This paper was selected for presentation by an SPE program committee following review of information contained in an abstract submitted by the author(s). Contents of the paper have not been
reviewed by the Society of Petroleum Engineers and are subject to correction by the author(s). The material does not necessarily reflect any position of the Society of Petroleum Engineers, its
officers, or members. Electronic reproduction, distribution, or storage of any part of this paper without the written consent of the Society of Petroleum Engineers is prohibited. Permission to
reproduce in print is restricted to an abstract of not more than 300 words; illustrations may not be copied. The abstract must contain conspicuous acknowledgment of SPE copyright.
Abstract
For more than 60 years, internal plastic coatings have been used for corrosion protection on tubing,
casing, line pipe and drill pipe. One of the historic concerns with the use of internal plastic coating is
the threat of mechanical damage and subsequent corrosion cell generation. Through the earlier years of
usage of internal plastic coatings, applicators relied solely on enhanced surface preparation and adhesion
to ensure minimal exposure of the steel substrate if damage were to occur. Even with this minimization,
the potential for corrosion was still a concern for some. Due to this, a focus on developing internal
coatings that offered higher degrees of abrasion resistance was initiated.
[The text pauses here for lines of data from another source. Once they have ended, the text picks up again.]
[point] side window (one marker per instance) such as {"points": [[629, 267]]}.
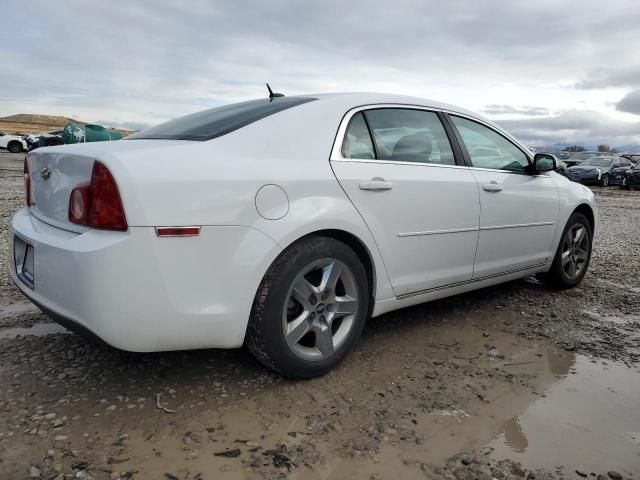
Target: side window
{"points": [[489, 149], [357, 141], [406, 135]]}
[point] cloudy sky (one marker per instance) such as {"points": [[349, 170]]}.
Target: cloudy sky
{"points": [[549, 70]]}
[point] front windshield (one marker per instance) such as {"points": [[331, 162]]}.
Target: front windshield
{"points": [[598, 162]]}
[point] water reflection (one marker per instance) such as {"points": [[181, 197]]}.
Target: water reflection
{"points": [[587, 419], [514, 436]]}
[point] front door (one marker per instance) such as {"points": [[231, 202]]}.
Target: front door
{"points": [[519, 211], [398, 168]]}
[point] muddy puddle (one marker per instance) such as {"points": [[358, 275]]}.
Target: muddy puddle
{"points": [[589, 418], [509, 398]]}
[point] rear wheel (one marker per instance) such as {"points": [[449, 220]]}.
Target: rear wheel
{"points": [[310, 308], [623, 183], [14, 147], [572, 258]]}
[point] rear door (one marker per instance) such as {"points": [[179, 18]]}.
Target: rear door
{"points": [[399, 169], [519, 211]]}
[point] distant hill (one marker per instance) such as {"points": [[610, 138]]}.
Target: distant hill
{"points": [[25, 123]]}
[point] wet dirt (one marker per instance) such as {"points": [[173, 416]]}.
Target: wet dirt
{"points": [[38, 330], [503, 383]]}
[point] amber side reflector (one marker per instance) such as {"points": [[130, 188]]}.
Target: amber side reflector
{"points": [[177, 231]]}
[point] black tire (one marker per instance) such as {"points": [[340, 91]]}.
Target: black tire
{"points": [[14, 147], [557, 277], [265, 336]]}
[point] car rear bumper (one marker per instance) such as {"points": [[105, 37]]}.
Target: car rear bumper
{"points": [[138, 292]]}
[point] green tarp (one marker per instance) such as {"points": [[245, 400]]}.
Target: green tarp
{"points": [[74, 133]]}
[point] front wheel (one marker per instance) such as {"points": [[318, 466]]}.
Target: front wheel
{"points": [[310, 308], [572, 258]]}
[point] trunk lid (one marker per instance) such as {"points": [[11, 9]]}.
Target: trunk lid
{"points": [[56, 171], [53, 176]]}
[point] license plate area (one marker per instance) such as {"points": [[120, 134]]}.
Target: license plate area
{"points": [[23, 261]]}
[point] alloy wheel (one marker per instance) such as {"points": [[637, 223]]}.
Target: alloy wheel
{"points": [[320, 309], [575, 251]]}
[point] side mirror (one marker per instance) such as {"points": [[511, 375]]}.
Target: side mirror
{"points": [[544, 162]]}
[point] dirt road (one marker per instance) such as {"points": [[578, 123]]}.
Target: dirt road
{"points": [[507, 382]]}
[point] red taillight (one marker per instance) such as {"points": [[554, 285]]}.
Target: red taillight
{"points": [[27, 183], [79, 205], [98, 205]]}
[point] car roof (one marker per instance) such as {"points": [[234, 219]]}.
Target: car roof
{"points": [[349, 100]]}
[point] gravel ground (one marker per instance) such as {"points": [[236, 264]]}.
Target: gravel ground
{"points": [[440, 390]]}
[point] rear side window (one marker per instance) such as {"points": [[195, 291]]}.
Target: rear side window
{"points": [[357, 141], [219, 121], [489, 149], [401, 135]]}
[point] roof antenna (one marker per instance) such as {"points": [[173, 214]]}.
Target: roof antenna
{"points": [[273, 95]]}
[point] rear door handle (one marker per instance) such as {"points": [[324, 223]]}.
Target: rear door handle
{"points": [[376, 184], [492, 187]]}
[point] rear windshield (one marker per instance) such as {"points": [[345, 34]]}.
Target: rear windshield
{"points": [[219, 121], [582, 155], [598, 162]]}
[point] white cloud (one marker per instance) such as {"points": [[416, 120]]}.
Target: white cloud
{"points": [[147, 61]]}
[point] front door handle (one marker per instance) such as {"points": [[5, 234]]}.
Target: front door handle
{"points": [[492, 187], [376, 183]]}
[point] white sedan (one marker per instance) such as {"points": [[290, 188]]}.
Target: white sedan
{"points": [[13, 143], [284, 223]]}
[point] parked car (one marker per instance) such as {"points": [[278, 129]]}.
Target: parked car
{"points": [[48, 139], [602, 170], [631, 178], [561, 167], [284, 223], [634, 159], [13, 143], [578, 157]]}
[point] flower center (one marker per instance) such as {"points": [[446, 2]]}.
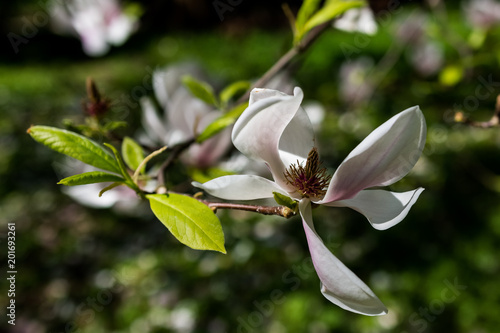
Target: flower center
{"points": [[311, 180]]}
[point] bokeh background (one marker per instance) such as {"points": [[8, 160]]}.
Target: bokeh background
{"points": [[84, 269]]}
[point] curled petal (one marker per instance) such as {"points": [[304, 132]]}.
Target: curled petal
{"points": [[382, 158], [258, 131], [383, 209], [240, 187], [338, 284], [297, 139]]}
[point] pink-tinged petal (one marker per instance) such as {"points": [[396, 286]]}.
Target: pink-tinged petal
{"points": [[240, 187], [382, 158], [258, 131], [297, 139], [383, 209], [155, 127], [338, 284]]}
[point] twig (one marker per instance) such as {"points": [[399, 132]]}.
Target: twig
{"points": [[286, 59], [265, 210], [174, 153]]}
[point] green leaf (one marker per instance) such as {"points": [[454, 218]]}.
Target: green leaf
{"points": [[90, 178], [284, 200], [200, 90], [203, 176], [190, 221], [233, 90], [308, 8], [132, 153], [123, 169], [330, 10], [221, 123], [75, 145]]}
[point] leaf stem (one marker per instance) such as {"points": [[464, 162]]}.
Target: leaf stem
{"points": [[135, 177], [174, 153]]}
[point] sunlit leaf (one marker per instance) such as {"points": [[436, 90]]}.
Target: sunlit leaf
{"points": [[190, 221], [123, 169], [329, 11], [200, 90], [76, 146], [132, 153], [205, 175], [90, 178]]}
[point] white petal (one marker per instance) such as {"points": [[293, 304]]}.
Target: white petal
{"points": [[297, 139], [240, 187], [383, 209], [382, 158], [258, 131], [155, 127], [338, 284]]}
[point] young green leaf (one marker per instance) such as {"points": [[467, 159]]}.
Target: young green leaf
{"points": [[202, 176], [75, 145], [329, 11], [233, 90], [283, 200], [132, 153], [221, 123], [190, 221], [90, 178], [200, 90], [123, 169]]}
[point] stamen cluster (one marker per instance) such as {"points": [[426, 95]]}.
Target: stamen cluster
{"points": [[311, 180]]}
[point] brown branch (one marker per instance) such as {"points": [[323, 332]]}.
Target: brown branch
{"points": [[265, 210], [460, 117]]}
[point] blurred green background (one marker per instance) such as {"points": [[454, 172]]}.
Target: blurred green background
{"points": [[84, 269]]}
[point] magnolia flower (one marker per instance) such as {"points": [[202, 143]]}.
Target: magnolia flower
{"points": [[357, 19], [185, 117], [98, 23], [274, 129]]}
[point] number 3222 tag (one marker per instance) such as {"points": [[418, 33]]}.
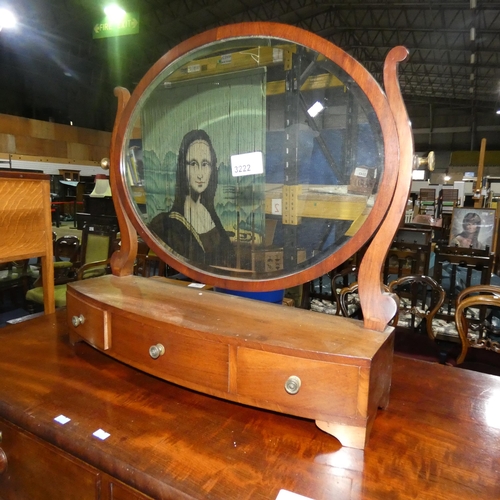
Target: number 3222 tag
{"points": [[247, 164]]}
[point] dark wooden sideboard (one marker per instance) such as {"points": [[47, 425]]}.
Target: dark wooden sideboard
{"points": [[437, 440]]}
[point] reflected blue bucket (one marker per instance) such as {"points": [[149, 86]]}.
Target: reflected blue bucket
{"points": [[274, 296]]}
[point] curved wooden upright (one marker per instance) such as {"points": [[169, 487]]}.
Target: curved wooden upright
{"points": [[333, 370]]}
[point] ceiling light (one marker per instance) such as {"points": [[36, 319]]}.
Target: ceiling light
{"points": [[7, 19], [315, 109], [114, 13]]}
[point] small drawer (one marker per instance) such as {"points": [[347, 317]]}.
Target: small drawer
{"points": [[88, 321], [316, 387], [192, 361]]}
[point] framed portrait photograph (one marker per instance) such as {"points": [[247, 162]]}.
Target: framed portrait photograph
{"points": [[473, 228]]}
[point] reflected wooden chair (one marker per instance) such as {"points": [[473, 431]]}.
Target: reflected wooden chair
{"points": [[327, 298], [420, 298], [407, 259], [477, 319], [349, 303], [456, 269]]}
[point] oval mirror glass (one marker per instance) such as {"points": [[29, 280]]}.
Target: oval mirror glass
{"points": [[251, 160]]}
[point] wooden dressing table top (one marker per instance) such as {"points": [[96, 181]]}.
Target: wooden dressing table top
{"points": [[439, 438]]}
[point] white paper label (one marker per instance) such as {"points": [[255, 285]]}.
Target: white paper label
{"points": [[276, 206], [99, 433], [288, 495], [62, 419], [247, 164], [277, 55], [360, 172], [196, 285]]}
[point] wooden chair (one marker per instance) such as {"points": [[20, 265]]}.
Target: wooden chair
{"points": [[406, 259], [477, 319], [26, 225], [420, 297], [327, 298], [456, 269], [349, 302]]}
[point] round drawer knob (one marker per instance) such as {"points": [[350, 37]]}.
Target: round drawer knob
{"points": [[292, 385], [157, 350], [3, 461], [78, 320]]}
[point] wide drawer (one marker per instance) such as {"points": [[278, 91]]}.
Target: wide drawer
{"points": [[325, 388], [187, 360]]}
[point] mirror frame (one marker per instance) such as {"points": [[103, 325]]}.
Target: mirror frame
{"points": [[375, 95]]}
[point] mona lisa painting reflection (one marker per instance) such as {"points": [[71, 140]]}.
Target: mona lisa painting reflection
{"points": [[192, 227]]}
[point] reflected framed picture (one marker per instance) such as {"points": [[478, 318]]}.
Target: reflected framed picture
{"points": [[473, 228]]}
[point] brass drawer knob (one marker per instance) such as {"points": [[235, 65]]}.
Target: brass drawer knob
{"points": [[3, 461], [292, 385], [157, 350], [78, 320]]}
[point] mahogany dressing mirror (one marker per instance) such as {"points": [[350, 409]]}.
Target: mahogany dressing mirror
{"points": [[255, 157], [257, 161]]}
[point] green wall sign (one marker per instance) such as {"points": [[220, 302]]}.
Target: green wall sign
{"points": [[129, 25]]}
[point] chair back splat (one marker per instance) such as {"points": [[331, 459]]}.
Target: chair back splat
{"points": [[456, 269]]}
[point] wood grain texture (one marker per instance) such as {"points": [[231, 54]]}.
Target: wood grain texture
{"points": [[438, 439], [237, 348]]}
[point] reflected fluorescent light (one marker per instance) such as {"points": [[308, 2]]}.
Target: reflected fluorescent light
{"points": [[315, 109], [114, 12], [7, 19]]}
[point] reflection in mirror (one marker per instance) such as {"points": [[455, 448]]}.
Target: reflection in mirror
{"points": [[253, 160]]}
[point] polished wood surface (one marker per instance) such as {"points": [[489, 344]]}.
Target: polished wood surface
{"points": [[438, 439], [343, 370]]}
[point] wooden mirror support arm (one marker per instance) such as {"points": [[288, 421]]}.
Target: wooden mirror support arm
{"points": [[122, 261], [379, 307]]}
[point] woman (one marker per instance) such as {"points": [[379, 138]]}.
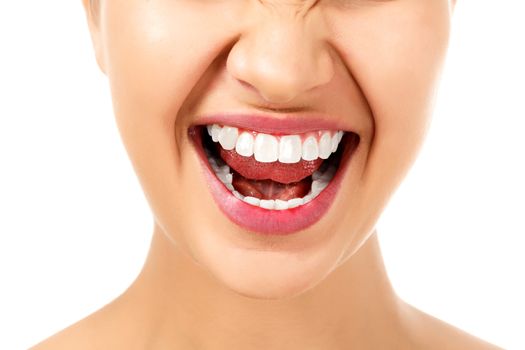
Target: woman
{"points": [[268, 137]]}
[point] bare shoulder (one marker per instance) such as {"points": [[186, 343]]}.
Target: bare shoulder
{"points": [[432, 333]]}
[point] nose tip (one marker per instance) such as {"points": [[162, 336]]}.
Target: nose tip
{"points": [[281, 61]]}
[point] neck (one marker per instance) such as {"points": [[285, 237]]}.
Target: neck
{"points": [[184, 306]]}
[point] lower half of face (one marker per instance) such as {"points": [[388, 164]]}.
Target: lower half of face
{"points": [[269, 137]]}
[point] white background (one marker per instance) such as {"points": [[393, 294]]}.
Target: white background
{"points": [[75, 227]]}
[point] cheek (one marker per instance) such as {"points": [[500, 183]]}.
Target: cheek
{"points": [[395, 52], [156, 52]]}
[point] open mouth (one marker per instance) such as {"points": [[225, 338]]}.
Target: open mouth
{"points": [[273, 183]]}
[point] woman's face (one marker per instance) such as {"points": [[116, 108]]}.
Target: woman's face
{"points": [[283, 73]]}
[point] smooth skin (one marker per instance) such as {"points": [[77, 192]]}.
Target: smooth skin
{"points": [[371, 65]]}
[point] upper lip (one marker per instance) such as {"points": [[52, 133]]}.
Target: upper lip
{"points": [[282, 123]]}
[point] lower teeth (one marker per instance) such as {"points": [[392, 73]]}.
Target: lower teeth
{"points": [[320, 179]]}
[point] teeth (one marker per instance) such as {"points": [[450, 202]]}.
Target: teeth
{"points": [[325, 146], [267, 203], [244, 145], [310, 149], [228, 137], [252, 200], [290, 149], [281, 205], [320, 180], [268, 148], [214, 132], [295, 202]]}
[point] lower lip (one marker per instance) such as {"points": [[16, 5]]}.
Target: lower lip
{"points": [[272, 222]]}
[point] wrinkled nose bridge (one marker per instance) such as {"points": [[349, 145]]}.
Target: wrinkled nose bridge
{"points": [[295, 7], [283, 53]]}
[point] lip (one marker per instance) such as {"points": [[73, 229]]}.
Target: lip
{"points": [[275, 125], [273, 222]]}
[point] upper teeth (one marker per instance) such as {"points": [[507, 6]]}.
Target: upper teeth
{"points": [[269, 148]]}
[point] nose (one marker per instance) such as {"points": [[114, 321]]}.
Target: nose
{"points": [[282, 57]]}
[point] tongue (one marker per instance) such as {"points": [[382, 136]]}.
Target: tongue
{"points": [[268, 189], [283, 173]]}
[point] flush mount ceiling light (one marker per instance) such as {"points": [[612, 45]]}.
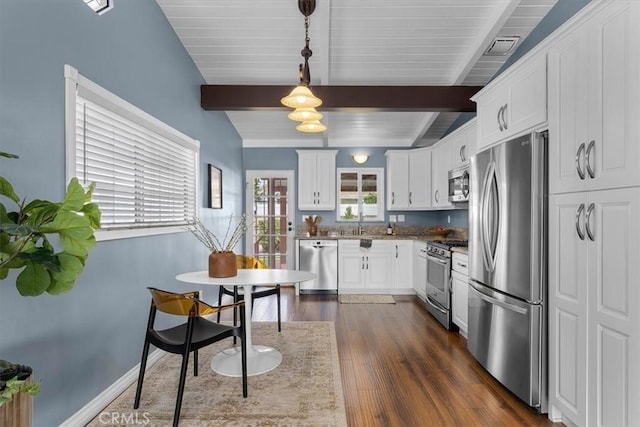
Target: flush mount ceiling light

At this time, several materials
have been developed that offer abrasion resistances up to twenty times greater than what had previously
been seen. These abrasion resistant materials allow internal coatings to be used in applications that were
previously filled with alloys and GRE liners. These applications include: production/injection wells that
rely on frequent mechanical intervention, rod pumping wells, completion string systems and
environments containing high amounts of entrained solids. This paper outlines the development of these
products including the different chemistries used and their abrasion resistance, impact, laboratory
evaluation of their abrasion resistance and initial case histories of applications where internal coatings
have historically been excluded.
Introduction
Internal coating suppliers and applicators recommend that well interventions like wireline and coiled tubing to be
performed at slow, controlled speeds to minimize their abrasive forces. While this has been successful when properly
implemented, the threat of damage was still a cause for concern when using internally coated tubing. In the development of
abrasion resistant internal plastic coatings, one must first identify what types of abrasion mechanisms are to take place.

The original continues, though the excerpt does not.